Here is an interesting post about the differences between government-sanctioned civil marriage and church blessed marriages.
Denying LGBTQ couples the right to a civil-contract marriage would facially violate the “due process” clause of the 5th Amendment and the “equal protection” clause of the 14th, just as much as denying LGBTQ people the right to mortgage and cellphone contracts on the basis of sexual orientation. There is no constitutional justification for either prohibition.
By the same token, religious communities have a corresponding and co-equal right to deny LGBTQ couples sacramental validation of their relationships. Such a denial by a religious community of sacramental recognition of such marriages has no effect whatsoever on the legal standing of those relationships. Furthermore, because of the “free exercise” clause, the government is constitutionally powerless to coerce any religious community into recognizing the religious validity of an LGBTQ marriage, if that community’s theological doctrine mandates otherwise. Just as “no man can put asunder what God has joined together”, so also no government can force together that which the community’s teachings dictate must be separate. Marriage-as-legal-contract is over here, marriage-as-religious-sacrament is over there, and “never the twain shall meet”.

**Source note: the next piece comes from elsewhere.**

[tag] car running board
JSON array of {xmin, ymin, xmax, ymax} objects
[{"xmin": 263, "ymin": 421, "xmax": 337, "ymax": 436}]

The post highlights something that is easy to forget. Our conversations about marriage are hopelessly muddled by the fact that we use the word “marriage” to refer to the legal status recognized by the government, which bestows social and legal benefits on a couple bearing that status, and to the result of two people be made one flesh by a union ordained and blessed by God.
We often talk in the church about the need rehabilitate or refurbish old words. I wonder if we might gain some clarity by coming up with a different word to describe what we are talking about when we talk about Christian marriage. Perhaps just making sure to always use the adjective “Christian” is enough.